In Defense of Criticism

From time to time mariner is chastised for his skepticism toward what he refers to as ‘pew’ Christians. Similar to his favorite prophet Amos, mariner criticizes the behavior of those who come to church on Sunday for a social hour with some ritual thrown in and that’s the end of it. Prophet Amos said,

“Seek the Lord and live, or he will break out against the house of Joseph like fire, and it will devour Bethel, with no one to quench it. Ah you, who turn justice to wormwood, and bring righteousness to the ground.” (5:6-7)

Throughout his lamentations Amos focuses on duplicity. The Israelites feign allegiance to God but sell slaves, will do anything for improved self-interest, wealth and comfort, and who visit harm on perceived dissidents and the poor. That sounds a lot like a modern nation with which we may be familiar.

Every religion has rules for social behavior whether it’s Moses’ Ten Commandments, the Sermon on the Mount and the parables of Jesus, the Eightfold Path of Buddhism, or the Five Pillars of Islam. Some of the rules at least appear to be easy to follow; some rules strike at unpleasant and unfair attitudes that often do not survive a day. Fortunately, all major religions contain a central kernel based on love. Each religion holds love to be a creative force that makes one’s life and all of reality a better, healthier and growing experience – a life in synchrony with the Great Creator.
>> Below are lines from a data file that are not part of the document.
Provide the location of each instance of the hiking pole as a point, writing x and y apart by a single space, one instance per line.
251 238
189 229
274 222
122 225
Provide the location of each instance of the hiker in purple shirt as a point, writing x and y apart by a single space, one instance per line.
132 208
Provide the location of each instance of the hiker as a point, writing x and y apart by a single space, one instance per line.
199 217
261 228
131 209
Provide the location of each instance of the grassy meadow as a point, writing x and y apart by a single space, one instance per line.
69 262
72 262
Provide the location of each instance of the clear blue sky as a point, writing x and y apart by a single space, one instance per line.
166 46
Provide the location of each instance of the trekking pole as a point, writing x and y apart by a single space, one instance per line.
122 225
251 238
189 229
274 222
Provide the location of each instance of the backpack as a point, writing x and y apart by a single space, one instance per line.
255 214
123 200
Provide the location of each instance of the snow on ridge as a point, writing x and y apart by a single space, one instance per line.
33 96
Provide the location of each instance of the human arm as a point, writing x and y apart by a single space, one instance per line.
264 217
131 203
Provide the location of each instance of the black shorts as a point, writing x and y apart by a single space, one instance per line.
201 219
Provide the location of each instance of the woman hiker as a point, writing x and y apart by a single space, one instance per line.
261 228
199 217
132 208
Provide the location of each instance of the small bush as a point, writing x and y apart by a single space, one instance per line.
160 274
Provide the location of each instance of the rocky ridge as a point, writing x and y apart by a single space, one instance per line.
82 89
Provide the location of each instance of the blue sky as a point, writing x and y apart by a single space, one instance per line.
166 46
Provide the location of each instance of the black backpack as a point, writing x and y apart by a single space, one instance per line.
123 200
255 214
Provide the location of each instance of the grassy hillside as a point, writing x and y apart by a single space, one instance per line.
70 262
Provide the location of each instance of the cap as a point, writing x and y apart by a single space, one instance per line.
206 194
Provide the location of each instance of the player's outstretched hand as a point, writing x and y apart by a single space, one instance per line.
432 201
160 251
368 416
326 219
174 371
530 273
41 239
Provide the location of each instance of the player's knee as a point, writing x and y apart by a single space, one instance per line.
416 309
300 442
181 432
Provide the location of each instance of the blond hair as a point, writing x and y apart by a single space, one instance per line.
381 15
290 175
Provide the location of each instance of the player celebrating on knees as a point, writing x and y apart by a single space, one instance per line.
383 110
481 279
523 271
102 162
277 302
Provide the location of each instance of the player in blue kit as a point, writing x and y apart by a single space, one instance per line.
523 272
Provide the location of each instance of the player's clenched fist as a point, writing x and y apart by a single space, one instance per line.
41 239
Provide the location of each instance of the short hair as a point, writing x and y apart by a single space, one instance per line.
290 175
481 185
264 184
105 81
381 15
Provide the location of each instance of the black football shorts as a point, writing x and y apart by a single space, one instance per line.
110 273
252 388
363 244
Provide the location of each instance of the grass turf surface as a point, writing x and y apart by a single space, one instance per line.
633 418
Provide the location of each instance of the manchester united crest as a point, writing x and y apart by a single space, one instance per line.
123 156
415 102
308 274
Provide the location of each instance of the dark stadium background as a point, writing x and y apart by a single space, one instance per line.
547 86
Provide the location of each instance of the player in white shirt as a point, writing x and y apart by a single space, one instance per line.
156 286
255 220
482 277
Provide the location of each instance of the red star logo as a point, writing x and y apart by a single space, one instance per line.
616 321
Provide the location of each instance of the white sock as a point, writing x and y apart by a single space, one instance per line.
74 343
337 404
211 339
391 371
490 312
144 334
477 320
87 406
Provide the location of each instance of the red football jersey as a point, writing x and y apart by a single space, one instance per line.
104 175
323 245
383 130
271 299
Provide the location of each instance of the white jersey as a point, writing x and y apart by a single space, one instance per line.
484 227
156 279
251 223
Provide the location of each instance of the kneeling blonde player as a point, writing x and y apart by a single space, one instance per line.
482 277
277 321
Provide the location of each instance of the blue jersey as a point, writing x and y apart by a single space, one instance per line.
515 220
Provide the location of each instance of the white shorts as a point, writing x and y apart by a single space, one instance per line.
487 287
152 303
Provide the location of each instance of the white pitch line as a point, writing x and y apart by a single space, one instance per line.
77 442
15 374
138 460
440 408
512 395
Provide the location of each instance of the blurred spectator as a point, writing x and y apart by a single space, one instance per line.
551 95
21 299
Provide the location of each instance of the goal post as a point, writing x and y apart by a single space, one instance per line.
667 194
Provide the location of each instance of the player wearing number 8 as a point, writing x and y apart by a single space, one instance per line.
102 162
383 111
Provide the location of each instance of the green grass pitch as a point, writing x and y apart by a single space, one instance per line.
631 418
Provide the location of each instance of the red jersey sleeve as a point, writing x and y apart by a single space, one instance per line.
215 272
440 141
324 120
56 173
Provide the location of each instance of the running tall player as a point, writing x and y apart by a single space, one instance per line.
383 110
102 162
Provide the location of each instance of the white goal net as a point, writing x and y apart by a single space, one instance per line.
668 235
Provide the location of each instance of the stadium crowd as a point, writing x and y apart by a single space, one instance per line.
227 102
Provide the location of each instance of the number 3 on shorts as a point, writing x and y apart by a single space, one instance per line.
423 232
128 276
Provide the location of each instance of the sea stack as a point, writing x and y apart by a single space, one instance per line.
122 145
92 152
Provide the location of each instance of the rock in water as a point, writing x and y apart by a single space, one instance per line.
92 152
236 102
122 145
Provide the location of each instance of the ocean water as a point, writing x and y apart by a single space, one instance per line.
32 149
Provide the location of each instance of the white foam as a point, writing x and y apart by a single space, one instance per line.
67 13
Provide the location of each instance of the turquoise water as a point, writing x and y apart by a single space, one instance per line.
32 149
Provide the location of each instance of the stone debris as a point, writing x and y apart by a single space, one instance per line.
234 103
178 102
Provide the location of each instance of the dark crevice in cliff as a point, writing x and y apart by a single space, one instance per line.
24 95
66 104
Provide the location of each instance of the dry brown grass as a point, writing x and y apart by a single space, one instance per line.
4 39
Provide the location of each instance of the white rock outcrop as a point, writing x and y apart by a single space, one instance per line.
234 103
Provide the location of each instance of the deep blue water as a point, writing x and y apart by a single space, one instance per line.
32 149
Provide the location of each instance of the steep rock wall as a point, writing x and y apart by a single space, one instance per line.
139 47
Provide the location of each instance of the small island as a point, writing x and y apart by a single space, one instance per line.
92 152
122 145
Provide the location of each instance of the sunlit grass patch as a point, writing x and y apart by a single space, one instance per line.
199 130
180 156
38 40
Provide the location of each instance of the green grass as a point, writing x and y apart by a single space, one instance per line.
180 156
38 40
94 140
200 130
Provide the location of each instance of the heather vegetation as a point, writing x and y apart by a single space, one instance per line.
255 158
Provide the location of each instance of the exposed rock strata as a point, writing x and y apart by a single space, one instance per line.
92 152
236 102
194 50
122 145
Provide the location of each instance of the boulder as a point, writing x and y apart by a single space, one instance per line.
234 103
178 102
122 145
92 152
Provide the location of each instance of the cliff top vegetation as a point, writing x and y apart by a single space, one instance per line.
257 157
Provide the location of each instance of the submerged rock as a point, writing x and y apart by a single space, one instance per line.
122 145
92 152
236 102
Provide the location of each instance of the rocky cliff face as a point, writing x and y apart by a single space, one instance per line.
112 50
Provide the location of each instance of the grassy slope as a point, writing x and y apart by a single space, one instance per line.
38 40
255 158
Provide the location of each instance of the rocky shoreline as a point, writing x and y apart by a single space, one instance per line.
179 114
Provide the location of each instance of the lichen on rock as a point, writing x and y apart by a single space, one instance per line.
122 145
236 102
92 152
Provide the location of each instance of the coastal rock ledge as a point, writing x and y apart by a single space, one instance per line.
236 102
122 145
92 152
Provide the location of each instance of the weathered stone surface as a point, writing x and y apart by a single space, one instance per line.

Theologian Paul Tillich identified the influence of culture, politics and economy on Christianity – and other religions by inference – and concluded that Christianity is highly, almost fatally modified by three ‘quasi’ religions: capitalism, authoritarianism, and communism. There were other examples as well but these three were the primary examples. Add to Reverend Tillich’s philosophical insights mariner’s street pragmatism: Never work with Christian volunteers who are participants in one of Paul Tillich’s quasi religions.

In one sentence, in this case focusing on Christianity, the difference between Christianity and the quasi religions is the quasi religions placate an individual with worldly benefits and advantages while Christianity requires unending personal sacrifice and 24-hour compassion for the wellbeing of all others. In mariner’s generalist manner, he has adopted the Two Great Commandments as the core verb of it all and reworked them into a phrase that fits any cultural or religious environment: Pass it forward – with continuous and fervent intent. That goes well beyond the pews and out into a needy world. Sunday services are for renewal in commitment and energy – not for a social hour once each week and reciting a bit of liturgy, turning it into wormwood.

Ancient Mariner


1 thought on “In Defense of Criticism

  1. Tillich is one of a very small number of Christian philosophers who will always have a home on my bookshelf. There are Matthew 19:21 Christians and Matthew 5:48 Christians and Matthew 28 Christians (… nobody’s perfect, Matthew) and Johannine Christians (to me, whose uninformed and uninvested opinion is irrelevant, John’s the most problematic yet most resonant, go figure) but despite centuries of illiterate feudalism and oppressive Establishments, I don’t really think Christianity is suited to theocracy. Render unto Caesar, sure – but Christian anarchy seems to be the most purposeful application of Church to State, a peaceful equivalent of the Muslim jihad.

    The Puritans had the right idea, but their implementation rapidly became horrible, perhaps because of the persecution baggage they brought with them, perhaps because of the inhospitable land they ended up occupying. Only small and isolated communities have the luxuries of common purpose and absolute values as organizing principles; the rest of us have to assume intractable social conflict and engineer our systems of governance to accommodate it.